チャート 投資

9 トレンド判断

9.13 つまるところトレンドとは何なのか

重要なトレンド反転パターンを見てきましたが、その背後にある本質を説明したいと思います。畢竟、トレンドとは何なのでしょうか。

これを理解するために、個々のトレーダーが新規にポジションを持つ際の心理的・経済的負担や既存のポジションを決済する際の心理的負担・利益額損失額、出来高量、ある時点からの価格の値幅の変化量と率、時間の経過、全てのファンダメンタル要素など、マーケットの価格形成に影響を与えるあらゆるもののエネルギーの総体の存在を観念してみます。

トレンドが発生している状態とは、このようなエネルギーの総体が発生・増大し続けている状態といえます。トレンドの初期から中期にかけては比較的低いエネルギー量ですが、末期においては急激に大きなエネルギー量を要求します。すなわち、トレンドとエネルギー量との関係は、指数関数で表されるものとなります。このエネルギーが臨界点を超えたとき、今度は逆向きにエネルギーが放出されることになります。これがトレンドの終焉と転換です。

このようなエネルギーの総体はマーケットに関わるあらゆる要素で構成されるがゆえに、これを一義に定義することは不可能です。それでも敢えてチャートの時間足の動きだけで最も単純に表現するのならば以下のようなチャートをイメージできます。トレンド初期には短い陰線が並びますが、次第に陰線が長くなっていき、末期には短時間のうちに長大な陰線を形成します。これによりエネルギーの臨界点を迎え、今度は陽線のエネルギーが放出されます。この陽線の反発が本格的な上昇トレンドの転換となるか単なる一時的なリバウンドに過ぎず再度下降トレンドが再開されるかは個々の状況によりますが、少なくとも一旦は反発のエネルギーが生まれ下降トレンドが終焉を迎えます。

理解を深めるためにもう一つ別の例で説明してみます。代表的な反転パターンであるヘッドアンドショルダーをみてみましょう。

トレンドが停滞状況の中から発生の兆しをみせる初期段階では、出来高の増加こそ必須ですが、その累積量は初期ゆえに大したものではありません。また、仮にそのトレンドの兆しがフェイクであり含み損になったとしてもその価額は大きなものではなく、それゆえにロングポジションを決断する心理的抵抗も小さくて済みます。さらにロングでもショートでも低い価格でトレードできることから必要とされる原資も比較的小額です。ところが徐々にトレンドが進捗し価格が急激に上昇した後では、ロングを持つにしても高値掴みの恐怖がありますし、ショートを打つにしても今までの上昇トレンドに逆らう恐怖があります。出来高の累積量も積みあがっています。新たなファンダメンタルも随時加わっていきますし、テクニカル上のレジスタンスにぶつかることもあるでしょう。そうしてエネルギーの総体が臨界点を迎えることによって、ネックラインを割り、今度は下方向への下降トレンドが形成されることになります。

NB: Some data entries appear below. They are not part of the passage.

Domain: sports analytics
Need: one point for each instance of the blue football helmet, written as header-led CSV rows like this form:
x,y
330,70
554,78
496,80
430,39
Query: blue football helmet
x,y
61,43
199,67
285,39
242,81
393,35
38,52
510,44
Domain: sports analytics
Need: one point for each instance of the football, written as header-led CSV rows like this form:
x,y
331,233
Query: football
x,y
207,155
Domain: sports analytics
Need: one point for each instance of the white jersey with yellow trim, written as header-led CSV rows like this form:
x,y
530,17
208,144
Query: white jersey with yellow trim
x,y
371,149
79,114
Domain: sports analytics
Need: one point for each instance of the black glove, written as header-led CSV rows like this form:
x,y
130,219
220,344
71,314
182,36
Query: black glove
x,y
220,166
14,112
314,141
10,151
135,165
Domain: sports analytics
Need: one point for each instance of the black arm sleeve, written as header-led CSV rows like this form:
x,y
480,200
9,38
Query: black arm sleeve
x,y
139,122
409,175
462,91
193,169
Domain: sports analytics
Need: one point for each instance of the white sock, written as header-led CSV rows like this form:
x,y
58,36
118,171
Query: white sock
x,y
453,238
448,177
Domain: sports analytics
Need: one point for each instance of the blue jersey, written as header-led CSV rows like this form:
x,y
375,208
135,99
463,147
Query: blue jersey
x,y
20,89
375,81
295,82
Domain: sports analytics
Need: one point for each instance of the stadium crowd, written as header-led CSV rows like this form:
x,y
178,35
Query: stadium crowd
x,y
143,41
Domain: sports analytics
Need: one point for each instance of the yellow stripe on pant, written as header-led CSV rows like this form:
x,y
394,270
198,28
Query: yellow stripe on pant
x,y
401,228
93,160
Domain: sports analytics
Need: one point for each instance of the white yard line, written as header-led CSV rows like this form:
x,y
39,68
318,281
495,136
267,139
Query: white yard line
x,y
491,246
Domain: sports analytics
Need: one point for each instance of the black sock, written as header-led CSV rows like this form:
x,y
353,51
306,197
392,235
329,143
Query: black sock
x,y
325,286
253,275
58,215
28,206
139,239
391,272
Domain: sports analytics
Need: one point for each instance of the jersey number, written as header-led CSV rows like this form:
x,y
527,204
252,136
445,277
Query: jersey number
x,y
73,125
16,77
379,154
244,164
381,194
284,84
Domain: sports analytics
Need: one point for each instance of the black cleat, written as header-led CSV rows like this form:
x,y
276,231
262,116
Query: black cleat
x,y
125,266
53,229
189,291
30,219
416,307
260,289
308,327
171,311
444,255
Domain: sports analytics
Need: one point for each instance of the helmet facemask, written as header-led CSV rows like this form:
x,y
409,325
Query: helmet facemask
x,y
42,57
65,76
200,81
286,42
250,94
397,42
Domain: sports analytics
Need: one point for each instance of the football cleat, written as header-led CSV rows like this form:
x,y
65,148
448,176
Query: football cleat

これは観念的理解であり、具体的な取引基準が要求されるトレーディングにおいて直接に技術的な応用ができるものではありません。もちろん量子コンピューターのような莫大な情報量を処理できる電子演算機が出現し、あらゆる要素を定量化してシミュレーションできるようになれば、また違う世界が生まれるのかもしれませんが、少なくとも人知を頼みとする裁量のデイトレードにおいて具体的手法に組み込むことは不可能です。しかしながら、言語的理解や数学的理解以前の、イメージとしての重要性は極めて高いといえます。たとえば、ある外国料理を初めて自分で作ろうというときに、今まで全く見たことも味わったこともない状態から作るよりは、一度でも海外現地で実際に見たり食べたりしたことがある方が、おそらくはその完成度は高くなるでしょう。人間は、言語や数学を覚える以前、すなわち乳児から幼児期にかけてイメージで世界を理解します。すなわち、理解の原初的体験は、言葉や数字ではなくイメージなのです。トレードをする際にこのエネルギーの動きのイメージを頭に置いておきましょう。その効果を実感することは間違いありません。相場全体のエネルギーを意識し、今がどのくらいの段階なのか、初期・中期段階なのか、それとも急激にエネルギーが高まった末期段階なのかを意識することで、相場観とでもいうべき予測能力が高まります。少なくとも、チャートのパターンの形だけをみて、なんとなくヘッドアンドショルダーに似てるからエントリーしてみよう、などという粗雑で表面的なトレーディングとは縁を切ることができるでしょう。